Yesterday one of our primary servers had a disk failure on its 3ware RAID disk controller. Fortunately, we had bought in advance about 2 years ago the suitable replacement “cold standby” disk, went towards the datacenter where the server is located for replacing the disk — and especially expected no major problems…
Odyssey 1: Locksmith for Server
Once we stood in front of the server we had to recognize that we will be unable to replace the disk, because the server had its “security” front panel locked, but the key was no longer available for unlocking it. As this “security” front panels is more or less useless in this situation (the rack is already locked and not used by other customers), last time we visited the server physically, we stored the key in the datacenter by simply attaching it to the right side of the server front panel. But the datacenter operating company in the meantime had cleaned up the cabling and other things in the rack and additionally seem to have removed our key, too. Unfortunately, nobody in the datacenter was able to find our keys again.

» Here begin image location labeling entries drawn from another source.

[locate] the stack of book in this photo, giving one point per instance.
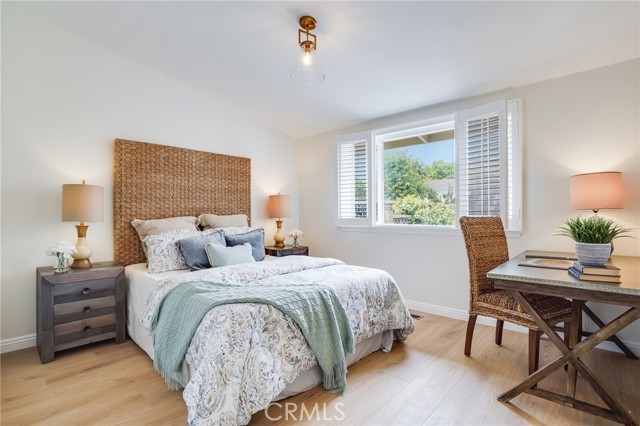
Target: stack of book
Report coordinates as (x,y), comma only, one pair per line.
(605,273)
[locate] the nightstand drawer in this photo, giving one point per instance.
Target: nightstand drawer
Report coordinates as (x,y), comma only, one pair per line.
(73,311)
(82,290)
(84,328)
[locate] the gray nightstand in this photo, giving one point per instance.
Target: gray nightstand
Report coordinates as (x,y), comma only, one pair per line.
(287,250)
(79,307)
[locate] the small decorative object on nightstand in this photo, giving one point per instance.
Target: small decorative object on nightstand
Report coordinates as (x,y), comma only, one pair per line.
(296,234)
(80,307)
(287,250)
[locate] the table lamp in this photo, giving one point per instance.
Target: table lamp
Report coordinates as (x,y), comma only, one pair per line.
(82,203)
(595,191)
(279,206)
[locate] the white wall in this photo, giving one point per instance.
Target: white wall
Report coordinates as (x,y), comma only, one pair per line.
(581,123)
(64,101)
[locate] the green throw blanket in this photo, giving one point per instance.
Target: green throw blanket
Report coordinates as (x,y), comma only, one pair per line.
(315,308)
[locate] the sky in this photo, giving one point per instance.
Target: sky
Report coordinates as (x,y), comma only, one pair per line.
(428,152)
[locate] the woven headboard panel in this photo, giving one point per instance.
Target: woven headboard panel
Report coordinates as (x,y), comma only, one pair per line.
(156,181)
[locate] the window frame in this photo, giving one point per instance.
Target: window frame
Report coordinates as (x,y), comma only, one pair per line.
(511,181)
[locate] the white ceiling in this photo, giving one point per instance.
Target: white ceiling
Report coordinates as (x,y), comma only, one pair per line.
(380,58)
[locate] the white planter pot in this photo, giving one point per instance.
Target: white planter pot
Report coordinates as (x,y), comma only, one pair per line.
(593,254)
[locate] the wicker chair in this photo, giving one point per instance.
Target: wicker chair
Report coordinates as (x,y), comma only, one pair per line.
(487,248)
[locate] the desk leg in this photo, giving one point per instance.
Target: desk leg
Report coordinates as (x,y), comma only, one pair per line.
(574,335)
(624,348)
(617,411)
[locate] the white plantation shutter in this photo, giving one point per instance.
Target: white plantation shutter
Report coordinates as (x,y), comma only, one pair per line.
(354,199)
(482,161)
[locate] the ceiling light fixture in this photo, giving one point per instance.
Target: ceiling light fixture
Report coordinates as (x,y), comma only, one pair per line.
(307,71)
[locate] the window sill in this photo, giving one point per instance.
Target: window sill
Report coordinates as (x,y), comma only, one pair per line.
(415,229)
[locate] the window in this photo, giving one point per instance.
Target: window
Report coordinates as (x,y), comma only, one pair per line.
(417,173)
(428,174)
(353,179)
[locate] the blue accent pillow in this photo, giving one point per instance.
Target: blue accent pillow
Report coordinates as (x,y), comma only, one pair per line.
(254,237)
(193,249)
(220,255)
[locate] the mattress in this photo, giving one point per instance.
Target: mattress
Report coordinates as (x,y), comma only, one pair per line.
(139,285)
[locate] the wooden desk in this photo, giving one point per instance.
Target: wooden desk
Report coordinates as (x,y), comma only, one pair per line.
(522,279)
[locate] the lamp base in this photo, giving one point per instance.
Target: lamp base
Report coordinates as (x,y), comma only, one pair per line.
(81,264)
(279,236)
(83,251)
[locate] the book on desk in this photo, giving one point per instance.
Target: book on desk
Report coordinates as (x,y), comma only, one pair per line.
(605,273)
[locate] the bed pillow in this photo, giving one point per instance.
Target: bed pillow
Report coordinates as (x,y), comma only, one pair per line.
(193,248)
(163,253)
(145,228)
(234,230)
(254,237)
(220,255)
(208,221)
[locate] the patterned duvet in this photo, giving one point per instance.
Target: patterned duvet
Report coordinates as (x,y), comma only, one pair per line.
(242,356)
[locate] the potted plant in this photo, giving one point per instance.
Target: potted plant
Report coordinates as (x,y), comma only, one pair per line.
(593,237)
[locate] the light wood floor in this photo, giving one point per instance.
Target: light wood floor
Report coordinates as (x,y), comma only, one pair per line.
(426,380)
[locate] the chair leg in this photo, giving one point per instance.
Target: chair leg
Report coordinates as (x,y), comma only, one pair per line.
(534,350)
(499,326)
(470,326)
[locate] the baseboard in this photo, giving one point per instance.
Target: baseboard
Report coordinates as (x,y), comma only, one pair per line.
(29,340)
(463,315)
(17,343)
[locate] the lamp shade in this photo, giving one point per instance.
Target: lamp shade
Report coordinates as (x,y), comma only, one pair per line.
(82,203)
(279,206)
(595,191)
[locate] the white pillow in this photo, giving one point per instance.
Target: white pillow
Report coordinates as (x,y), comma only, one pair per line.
(208,221)
(220,255)
(163,254)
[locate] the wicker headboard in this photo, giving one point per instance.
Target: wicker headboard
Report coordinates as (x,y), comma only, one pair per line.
(156,181)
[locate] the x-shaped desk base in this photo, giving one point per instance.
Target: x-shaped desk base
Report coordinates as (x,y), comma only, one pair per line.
(616,411)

Totally nerved we went back to our office in the hope to find a clone of the key. Unfortunately, this was not the case. We found everything related to the server, including handbooks, disks, a spare/replacement power supply, etc. But no second key. So, what to do?
Well, if you get locked out of your apartment you usually call the locksmith. So, why not also call the locksmith to unlock a server in a datacenter? To make a long story short: we called the locksmith and went back to the datacenter with the locksmith in our coat-tails. You can image that the datacenter operators were rather surprised seeing a customer who let a locksmith unlock their server equipment ;-)
The locksmith required a few minutes and then we got rid of the security front panel again. I worked in a datacenter environment for 6 years, but this situation was one of the most strange ones…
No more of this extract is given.